Saigon-Hanoi Commercial Joint Stock Bank (SHB) recently announced its own merger plan with Hanoi Building Commercial Joint Stock Bank (Habubank or HBB) with key notes of conversion ratios; dividend plan; profit targets for 2013; 2014 and Deutsche Bank position as follows:
“Old” SHB shares will be converted into new SHB ones at 1.21-for-1 ratio. That means every old SHB shares will be converted into 1.21 new SHB shares. Meanwhile, HBB shares will be converted at 0.75-for-1 ratio, meaning every HBB share will be equal to 0.75 new SHB share.
The conversion ensures the regulation that par value of listed shares is VND10,000 each.
Shareholders of the newly-merged bank will not receive dividends this year as profits will be used to offset pre-merger accumulated losses of HBB. Of note, the merged entity would be exempted 100 percent from corporate taxes in the next two years [until 2014].
Regarding its business plan, the ‘new’ SHB targeted its pre-tax profit to reach VND1.85 trillion in 2012 and to climb to VND2.115 trillion in 2013. Particularly, the merged bank expects its profit to rise 15-20 percent in 2014.
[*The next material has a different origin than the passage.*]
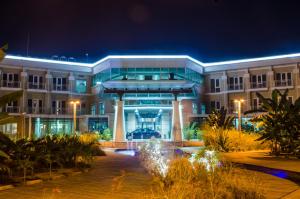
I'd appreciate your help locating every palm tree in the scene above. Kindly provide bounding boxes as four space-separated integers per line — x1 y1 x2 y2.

Deutsche Bank AG is currently a strategic partner of HBB with 10 percent stake holding. However, Deutsche Bank is estimated to hold less than 5 percent stake in the merged bank due to the dilution effects. According to SHB, there are two possible scenarios:
(1) Deutsche Bank will sell its stake to existing shareholders; or
(2) Deutsche Bank maintains its stake via raising its capital contribution to become strategic partner of post-merger bank, provided that Deutsche Bank has long-term commitment with SHB and supports SHB in terms of development strategies, technology and human resources training.
SHB’s management will discuss in details with Deutsche Bank to ensure transparency and the rights of each party, the HNX-listed lender said.